I've redecorated. Currently, I occupy the living room of a one bedroom apartment--it's all I can afford on my under employed salary... I decided a physical change was required. So, I grabbed a friend, hopped in the car, bought an espresso americano and drove. For the sake of ambiguity, I'm going to omit the before photo and present the after:


Only the room divider, duvet cover, 1 cushion, and bed frame are new (this is the scaled back project version, believe it or not...). The bookshelf, TV stand, desk (executive!) and mattress are old. What I wanted was a definitive separation between my space and the common space, work and recreation, relaxation and stress--thus the wall simulating and barrier producing furniture. This was my birthday gift to myself. Respite in times of turbulence such as now.

The wound:

I am standing in a doorway leading to a yard full of green grass. Along the tall outer fence are closed gates. Any minute now, I'm supposed to push open any one of those countless doors and enter a new grassy yard, a new house, a new chapter of my life. And yet, I'm still standing in the doorway, staring out at my options--my future. It seems impossible to chose, impossible to wrap my head around the possibilities, impossible to will my cerebral membrane to produce any thoughts at all. My body is frozen in time.

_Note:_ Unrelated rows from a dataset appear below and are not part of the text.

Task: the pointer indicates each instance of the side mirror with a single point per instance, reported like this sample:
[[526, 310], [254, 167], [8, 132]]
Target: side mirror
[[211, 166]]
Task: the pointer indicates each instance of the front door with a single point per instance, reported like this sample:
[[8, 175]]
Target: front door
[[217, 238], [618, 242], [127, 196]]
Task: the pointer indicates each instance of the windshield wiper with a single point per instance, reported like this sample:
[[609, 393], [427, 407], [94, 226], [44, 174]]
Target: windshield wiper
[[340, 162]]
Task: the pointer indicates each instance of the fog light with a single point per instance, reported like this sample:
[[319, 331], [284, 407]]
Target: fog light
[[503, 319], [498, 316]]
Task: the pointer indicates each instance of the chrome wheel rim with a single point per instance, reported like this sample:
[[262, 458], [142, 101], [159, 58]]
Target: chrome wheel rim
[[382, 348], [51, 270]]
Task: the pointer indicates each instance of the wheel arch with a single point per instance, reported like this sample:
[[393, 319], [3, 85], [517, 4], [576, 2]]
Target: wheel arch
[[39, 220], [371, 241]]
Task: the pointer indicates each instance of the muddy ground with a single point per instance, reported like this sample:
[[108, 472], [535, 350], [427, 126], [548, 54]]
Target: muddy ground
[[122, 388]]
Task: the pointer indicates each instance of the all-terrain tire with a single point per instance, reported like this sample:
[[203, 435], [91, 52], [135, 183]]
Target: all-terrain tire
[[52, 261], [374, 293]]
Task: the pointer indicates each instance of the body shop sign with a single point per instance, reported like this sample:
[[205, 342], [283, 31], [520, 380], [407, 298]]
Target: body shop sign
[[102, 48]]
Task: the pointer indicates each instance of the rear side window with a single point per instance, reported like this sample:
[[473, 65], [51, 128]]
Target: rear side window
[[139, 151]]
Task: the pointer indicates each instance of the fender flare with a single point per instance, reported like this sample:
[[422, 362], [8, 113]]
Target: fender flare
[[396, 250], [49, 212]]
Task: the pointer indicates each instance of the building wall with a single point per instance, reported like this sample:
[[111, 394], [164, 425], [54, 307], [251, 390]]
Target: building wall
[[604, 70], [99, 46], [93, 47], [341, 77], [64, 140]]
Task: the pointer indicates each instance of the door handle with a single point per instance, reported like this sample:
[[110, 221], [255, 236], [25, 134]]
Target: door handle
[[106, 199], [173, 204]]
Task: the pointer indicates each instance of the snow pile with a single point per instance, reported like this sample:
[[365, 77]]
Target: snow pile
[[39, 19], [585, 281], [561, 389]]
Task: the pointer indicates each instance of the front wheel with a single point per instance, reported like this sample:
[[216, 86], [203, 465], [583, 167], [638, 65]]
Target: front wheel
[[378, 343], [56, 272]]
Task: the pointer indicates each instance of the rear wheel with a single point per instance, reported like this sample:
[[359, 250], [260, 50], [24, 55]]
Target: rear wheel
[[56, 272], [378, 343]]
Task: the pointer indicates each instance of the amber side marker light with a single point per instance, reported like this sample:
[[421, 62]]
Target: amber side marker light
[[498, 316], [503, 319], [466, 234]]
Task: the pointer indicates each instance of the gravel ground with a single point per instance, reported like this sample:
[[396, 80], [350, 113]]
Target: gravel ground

December 1 is my first deadline for graduate school applications. Over the past month or so, my conscious and subconscious alike have been frantically trying to avoid making any relevant decisions, or even researching alternative programs for my further education. So much so that my partner has caught onto my scheme and isn't putting up with my bullsh*t anymore. Good for him. Next, he needs to teach me the ancient and elusive art of get 'er done. 

To date, my pursuits of graduate program research, selection, and overall future academic self discovery has been stopped and stalled by hopelessness, depression, exhaustion, fear, stress, distraction, and old fashion ornery attitude. It's time I hang up my listless jacket and put on my thinking cap. I'm applying to graduate school!!